Georgetown lacks a varsity Division I ice hockey team, but a group of 28 players and three alumni coaches are keeping the sport alive on campus.

The team practices twice a week, once on dry land and once at Cabin John Ice Rink in Rockville, Md., 13 miles from campus. In the last 12 seasons, the Hoyas have claimed six league championships, their most recent in 2014. They play teams in the Atlantic Coast Collegiate Hockey League including George Washington, Navy and St. Joseph’s.

“It provides relationships with upperclassmen … keeps me busy and gives me a break from work during the week,” freshman forward Peter Hagerty said.

Senior forward Dan Shea and freshman forward Chris Nolan have been playing hockey since they were kids, starting at five and three years old, respectively. Their lives revolved around hockey, and both said they wanted to continue to play the sport in college.

“[I’ve] always been playing hockey and I wanted a good group of guys to hang out with,” Nolan said. “I knew some kids on the team already and they made me want to join it because they talked about how great it is.”

Shea, one of the team’s senior captains, said the coaching staff has been an integral part of the team’s success. All of the coaches — Adam Willner (COL ’09), Alex Yale-Loehr (COL ’12) and Connor Brogan (COL ’14) — are Georgetown alumni who played for the team. All three coaches declined requests for comment.

Shea appreciates the fact that the coaches are able to handle aspects of the game such as playing time and line combinations, allowing him to focus more on his responsibilities as a team captain.

“We are able to play hockey while letting our coaches take care of our lines and who is or isn’t playing,” Shea said.

As captain, Shea communicates with the school to receive funding for the team, collect dues from the players, create the schedule, make sure the team gets ice time for home games and practices and register with the ACCHL.

“[The coaches] realize that there is more to life than just hockey, which is definitely a good thing,” Shea said.

Nolan said he believes that because the coaches have been in the players’ position before, they put less pressure on the players.

Even though it is a club team, the Georgetown ice hockey team has developed rivalries with other schools.

“Our biggest rival is probably George Washington.

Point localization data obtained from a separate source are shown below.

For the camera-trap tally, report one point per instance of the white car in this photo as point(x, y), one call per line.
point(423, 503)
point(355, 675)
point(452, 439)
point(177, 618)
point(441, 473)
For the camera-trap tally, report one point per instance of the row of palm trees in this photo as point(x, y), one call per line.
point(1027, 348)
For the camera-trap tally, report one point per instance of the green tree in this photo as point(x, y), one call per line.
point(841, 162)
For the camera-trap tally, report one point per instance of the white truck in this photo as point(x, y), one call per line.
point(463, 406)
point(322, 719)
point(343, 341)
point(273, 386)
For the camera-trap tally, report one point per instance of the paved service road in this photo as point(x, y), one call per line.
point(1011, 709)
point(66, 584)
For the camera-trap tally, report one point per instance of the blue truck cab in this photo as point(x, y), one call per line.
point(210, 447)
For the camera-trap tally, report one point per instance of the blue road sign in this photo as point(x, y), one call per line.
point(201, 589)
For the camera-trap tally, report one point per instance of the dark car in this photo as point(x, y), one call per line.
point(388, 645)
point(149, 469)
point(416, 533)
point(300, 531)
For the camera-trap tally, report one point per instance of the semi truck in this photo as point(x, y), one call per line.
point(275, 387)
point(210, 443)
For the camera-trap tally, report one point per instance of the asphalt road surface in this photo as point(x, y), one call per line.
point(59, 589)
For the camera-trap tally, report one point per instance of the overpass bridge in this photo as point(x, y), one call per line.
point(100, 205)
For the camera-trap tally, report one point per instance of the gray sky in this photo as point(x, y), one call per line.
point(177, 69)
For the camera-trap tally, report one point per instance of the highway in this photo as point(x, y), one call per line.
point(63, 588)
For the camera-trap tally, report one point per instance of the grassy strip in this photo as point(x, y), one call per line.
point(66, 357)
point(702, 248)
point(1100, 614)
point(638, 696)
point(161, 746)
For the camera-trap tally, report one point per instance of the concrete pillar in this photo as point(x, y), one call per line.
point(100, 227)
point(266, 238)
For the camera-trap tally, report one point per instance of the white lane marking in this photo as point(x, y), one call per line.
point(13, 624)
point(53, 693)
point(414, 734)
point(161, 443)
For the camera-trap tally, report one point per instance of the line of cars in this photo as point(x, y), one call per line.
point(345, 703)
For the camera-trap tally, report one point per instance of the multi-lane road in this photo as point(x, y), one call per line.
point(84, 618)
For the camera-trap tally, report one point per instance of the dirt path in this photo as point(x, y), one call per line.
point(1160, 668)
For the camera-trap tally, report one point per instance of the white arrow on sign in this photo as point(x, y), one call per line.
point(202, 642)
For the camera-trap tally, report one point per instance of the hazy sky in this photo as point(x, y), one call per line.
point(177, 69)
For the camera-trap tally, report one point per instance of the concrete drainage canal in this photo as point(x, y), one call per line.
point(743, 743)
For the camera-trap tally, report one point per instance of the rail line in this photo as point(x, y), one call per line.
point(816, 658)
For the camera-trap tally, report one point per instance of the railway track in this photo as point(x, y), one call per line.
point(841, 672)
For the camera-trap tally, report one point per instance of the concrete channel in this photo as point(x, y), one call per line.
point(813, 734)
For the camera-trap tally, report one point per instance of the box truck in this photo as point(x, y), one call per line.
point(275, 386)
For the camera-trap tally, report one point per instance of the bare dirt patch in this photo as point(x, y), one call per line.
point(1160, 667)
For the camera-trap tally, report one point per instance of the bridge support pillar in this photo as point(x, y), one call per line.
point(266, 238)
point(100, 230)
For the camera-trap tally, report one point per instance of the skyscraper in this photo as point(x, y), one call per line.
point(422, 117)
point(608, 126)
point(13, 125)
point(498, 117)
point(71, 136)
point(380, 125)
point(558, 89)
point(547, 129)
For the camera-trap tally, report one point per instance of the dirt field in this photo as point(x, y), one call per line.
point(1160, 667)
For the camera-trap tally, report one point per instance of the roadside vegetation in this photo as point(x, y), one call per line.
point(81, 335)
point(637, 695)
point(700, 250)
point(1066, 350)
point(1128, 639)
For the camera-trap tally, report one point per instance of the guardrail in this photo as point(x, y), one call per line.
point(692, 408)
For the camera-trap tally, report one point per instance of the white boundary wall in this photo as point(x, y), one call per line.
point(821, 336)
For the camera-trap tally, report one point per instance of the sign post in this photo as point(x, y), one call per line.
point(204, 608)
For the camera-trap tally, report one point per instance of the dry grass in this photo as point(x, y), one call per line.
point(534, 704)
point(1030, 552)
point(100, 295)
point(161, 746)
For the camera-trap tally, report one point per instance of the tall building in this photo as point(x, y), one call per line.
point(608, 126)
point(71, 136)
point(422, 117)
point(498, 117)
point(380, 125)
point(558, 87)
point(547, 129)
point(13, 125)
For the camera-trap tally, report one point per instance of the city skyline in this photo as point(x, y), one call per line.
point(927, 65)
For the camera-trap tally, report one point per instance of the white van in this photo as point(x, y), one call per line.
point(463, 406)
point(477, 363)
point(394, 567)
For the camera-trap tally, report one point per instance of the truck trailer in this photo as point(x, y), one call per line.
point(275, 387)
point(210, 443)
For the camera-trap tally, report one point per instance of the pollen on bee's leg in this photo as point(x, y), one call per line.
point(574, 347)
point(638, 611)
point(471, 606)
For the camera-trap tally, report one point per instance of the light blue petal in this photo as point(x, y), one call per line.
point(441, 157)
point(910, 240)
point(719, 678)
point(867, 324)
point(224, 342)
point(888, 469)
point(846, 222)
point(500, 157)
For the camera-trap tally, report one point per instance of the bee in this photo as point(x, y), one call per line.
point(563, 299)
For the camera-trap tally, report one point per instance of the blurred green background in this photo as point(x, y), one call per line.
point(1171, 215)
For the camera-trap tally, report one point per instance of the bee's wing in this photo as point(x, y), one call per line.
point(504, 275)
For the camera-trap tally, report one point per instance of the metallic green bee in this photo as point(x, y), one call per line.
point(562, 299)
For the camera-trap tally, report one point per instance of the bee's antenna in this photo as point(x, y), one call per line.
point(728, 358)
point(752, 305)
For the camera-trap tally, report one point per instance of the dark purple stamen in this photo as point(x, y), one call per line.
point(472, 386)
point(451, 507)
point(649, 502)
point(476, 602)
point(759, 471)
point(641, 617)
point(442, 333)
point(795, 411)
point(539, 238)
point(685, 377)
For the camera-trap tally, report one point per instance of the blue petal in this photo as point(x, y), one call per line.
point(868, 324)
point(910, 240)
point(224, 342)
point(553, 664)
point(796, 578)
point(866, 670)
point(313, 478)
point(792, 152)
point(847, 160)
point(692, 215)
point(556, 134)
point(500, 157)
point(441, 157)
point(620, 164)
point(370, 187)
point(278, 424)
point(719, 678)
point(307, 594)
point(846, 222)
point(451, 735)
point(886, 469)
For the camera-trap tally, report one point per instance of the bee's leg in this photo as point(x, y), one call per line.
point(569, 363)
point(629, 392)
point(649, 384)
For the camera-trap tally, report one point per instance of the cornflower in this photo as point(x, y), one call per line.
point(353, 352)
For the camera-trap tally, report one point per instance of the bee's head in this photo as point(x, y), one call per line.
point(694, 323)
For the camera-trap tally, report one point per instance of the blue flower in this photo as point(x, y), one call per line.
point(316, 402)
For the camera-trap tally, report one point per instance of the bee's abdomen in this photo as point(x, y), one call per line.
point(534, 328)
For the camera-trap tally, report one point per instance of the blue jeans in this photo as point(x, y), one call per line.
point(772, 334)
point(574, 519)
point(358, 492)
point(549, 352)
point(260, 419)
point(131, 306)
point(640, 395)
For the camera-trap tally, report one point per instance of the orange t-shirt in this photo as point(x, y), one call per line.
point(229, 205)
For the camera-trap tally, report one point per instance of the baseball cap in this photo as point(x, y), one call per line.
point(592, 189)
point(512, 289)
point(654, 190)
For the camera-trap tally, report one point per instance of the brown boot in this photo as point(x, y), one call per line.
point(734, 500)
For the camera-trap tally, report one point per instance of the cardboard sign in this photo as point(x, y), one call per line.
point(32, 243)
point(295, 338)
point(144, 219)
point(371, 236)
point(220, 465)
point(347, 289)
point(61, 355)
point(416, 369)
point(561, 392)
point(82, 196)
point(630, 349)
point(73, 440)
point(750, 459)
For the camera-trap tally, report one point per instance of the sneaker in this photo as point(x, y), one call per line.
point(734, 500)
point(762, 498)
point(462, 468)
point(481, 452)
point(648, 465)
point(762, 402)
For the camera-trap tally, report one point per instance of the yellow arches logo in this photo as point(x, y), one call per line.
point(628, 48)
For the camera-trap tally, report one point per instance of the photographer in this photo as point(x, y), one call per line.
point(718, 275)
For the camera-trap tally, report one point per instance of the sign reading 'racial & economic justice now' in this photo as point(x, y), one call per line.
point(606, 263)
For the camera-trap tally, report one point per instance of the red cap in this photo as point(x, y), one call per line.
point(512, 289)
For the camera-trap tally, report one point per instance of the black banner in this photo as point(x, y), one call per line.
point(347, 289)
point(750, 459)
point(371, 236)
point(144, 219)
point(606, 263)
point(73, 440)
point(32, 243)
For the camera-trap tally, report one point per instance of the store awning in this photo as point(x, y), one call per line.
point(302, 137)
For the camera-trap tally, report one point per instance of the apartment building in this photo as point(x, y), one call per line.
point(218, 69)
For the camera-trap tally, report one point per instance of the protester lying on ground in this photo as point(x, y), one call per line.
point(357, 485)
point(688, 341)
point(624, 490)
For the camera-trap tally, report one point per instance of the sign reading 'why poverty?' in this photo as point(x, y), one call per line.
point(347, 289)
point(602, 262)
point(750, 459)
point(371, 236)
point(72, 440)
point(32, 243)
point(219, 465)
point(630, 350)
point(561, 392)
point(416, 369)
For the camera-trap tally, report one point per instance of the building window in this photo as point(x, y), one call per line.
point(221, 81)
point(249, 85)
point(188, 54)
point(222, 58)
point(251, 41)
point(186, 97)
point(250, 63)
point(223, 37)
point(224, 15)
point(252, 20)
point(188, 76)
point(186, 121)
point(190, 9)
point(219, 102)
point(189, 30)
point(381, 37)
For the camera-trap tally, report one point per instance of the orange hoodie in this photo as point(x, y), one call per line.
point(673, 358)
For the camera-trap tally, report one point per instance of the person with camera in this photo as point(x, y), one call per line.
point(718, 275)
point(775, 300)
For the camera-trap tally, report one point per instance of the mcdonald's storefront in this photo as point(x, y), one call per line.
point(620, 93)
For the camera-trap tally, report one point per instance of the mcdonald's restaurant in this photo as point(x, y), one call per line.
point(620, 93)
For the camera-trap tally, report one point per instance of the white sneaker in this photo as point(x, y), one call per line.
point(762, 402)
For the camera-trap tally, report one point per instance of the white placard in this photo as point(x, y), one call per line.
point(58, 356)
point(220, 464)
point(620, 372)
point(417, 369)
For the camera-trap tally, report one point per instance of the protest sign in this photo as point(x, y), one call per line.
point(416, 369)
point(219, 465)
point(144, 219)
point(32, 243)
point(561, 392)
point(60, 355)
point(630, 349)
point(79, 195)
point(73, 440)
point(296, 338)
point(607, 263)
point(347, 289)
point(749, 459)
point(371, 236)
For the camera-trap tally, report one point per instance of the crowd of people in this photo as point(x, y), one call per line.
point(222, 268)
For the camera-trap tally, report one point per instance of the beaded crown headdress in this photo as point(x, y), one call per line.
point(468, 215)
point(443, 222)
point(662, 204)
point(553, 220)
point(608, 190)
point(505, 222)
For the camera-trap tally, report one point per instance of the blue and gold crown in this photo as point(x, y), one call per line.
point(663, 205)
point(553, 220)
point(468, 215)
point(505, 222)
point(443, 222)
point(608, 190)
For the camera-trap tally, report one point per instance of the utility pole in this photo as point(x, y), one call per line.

Just the fact that we are so close makes it fun, and we have gotten fans to come to our recent GW games, which just brings a great environment to the game,” Shea said.

As a freshman, Nolan is excited to play in his first Georgetown-GW game.

“We want to finish strong in conference play, especially against our rival schools in our division, [specifically] GW; we want to smoke them both times,” Nolan said.

Georgetown’s most important goal, according to Nolan, is winning the ACCHL championship. In the last 12 seasons, the Hoyas have claimed six league championships. A championship this year would be Shea and the rest of the senior class’s third ACCHL championship.

Considering the successful history of the club ice hockey team, Nolan said he hopes the team has the opportunity to compete against Division I teams and get the recognition those athletes receive.

“Everyone wants to play DI hockey,” Nolan said. “A disadvantage [of playing club ice hockey] is not playing against DI teams all the time and get the glory they get, but it’s still pretty fun. It would be nice to have the funding there for a DI team.”